The geochronological data (K-Ar, Rb-Sr, and U-Pb) presented to the SMIP gave rise to intense discussions about the geodynamical model that explained the emplacement of those alkaline rocks in Southeastern Brazil [9,10,11,12,13,14]. The first model is based on the age decrease from west to east (Figure 1) and proposes that this decrease elapses in the passage of the lithosphere over a mantle plume [4,15,16]. The second model proposed for SMIP magmatism points to an irregular decrease in ages and suggests structural control over the emplacement of those igneous bodies [17,18,19]. Finally, the third model points to a combination of evolution between a mantle plume and structural control [20].

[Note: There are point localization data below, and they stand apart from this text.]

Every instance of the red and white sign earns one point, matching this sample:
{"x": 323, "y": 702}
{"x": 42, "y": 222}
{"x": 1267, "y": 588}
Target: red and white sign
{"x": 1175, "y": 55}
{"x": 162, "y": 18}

Works based on Nd and Sr isotopes demonstrate isotopic signatures with mantle affinity for the igneous bodies in SMIP. Despite the mantle signature being present on all igneous bodies of SMIP, the same isotopic data demonstrated heterogeneity between different igneous bodies and individual heterogeneities [5]. Sr isotopic data demonstrated that different portions of the mantle contributed to the SMIP magmatism and different levels of mantle enrichment [6,21,22]. However, lithogeochemical data from previous works demonstrate some level of crustal contribution to the SMIP magmatism, even if it did not play a fundamental role in the genesis of these igneous bodies [22,23,24,25].

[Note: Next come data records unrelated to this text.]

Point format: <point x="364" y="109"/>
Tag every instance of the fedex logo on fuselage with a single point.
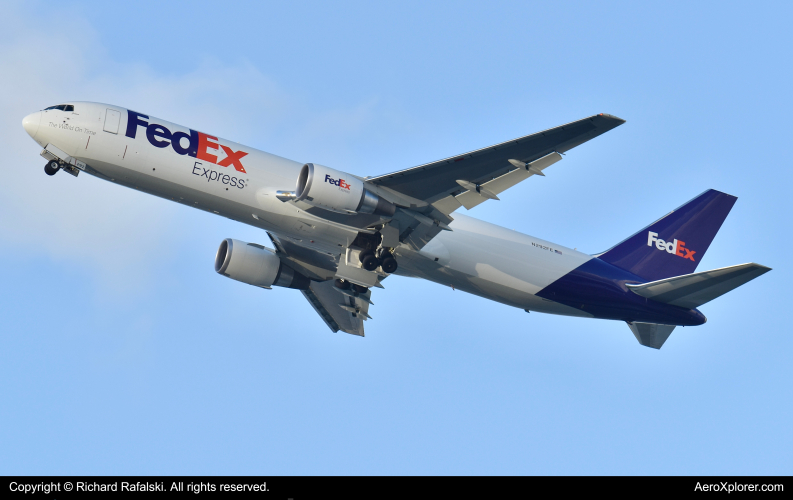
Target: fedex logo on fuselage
<point x="337" y="182"/>
<point x="198" y="143"/>
<point x="675" y="247"/>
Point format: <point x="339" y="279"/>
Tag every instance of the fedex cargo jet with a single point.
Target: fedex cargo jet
<point x="336" y="235"/>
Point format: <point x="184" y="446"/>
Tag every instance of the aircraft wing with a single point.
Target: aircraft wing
<point x="471" y="178"/>
<point x="340" y="309"/>
<point x="343" y="310"/>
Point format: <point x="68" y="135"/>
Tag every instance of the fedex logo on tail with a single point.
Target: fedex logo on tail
<point x="198" y="143"/>
<point x="337" y="182"/>
<point x="675" y="247"/>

After decades of study at SMIP, some igneous complexes are better understood than others, such as the Poços de Caldas and Itatiaia complexes, which have detailed mapping, in addition to geochronological, geochemical, and isotopic data [25,26,27,28,29,30,31]. On the other hand, some complexes, such as Soarinho (the focus of this work), received less attention. Therefore, the purpose of this work is to present a geochemical, geochronological (U-Pb), and isotopic (Lu-Hf) study for the Soarinho intrusive complex (Rio de Janeiro, Brazil). We also present U-Pb and Lu-Hf data from Tanguá, comparing them with Rio Bonito’s published data [14]. Finally, the Lu-Hf data has the potential to add knowledge about possible sources of evolved alkaline magmas.
2. Soarinho Intrusive Complex
The Soarinho Complex is intruded on rocks of the Oriental domain (Ribeira belt), specifically on the Costeiro domain [7] (Figure 2). The country rocks of the Soarinho Complex are the syn-collisional granites (Cassorotiba orthogneiss) and paragneiss of the São Fidélis group (Figure 2). The Soarinho complex forms an elongated stock in the NNW-SSE direction, with an area of 33 km2 and a maximum elevation of 600 m.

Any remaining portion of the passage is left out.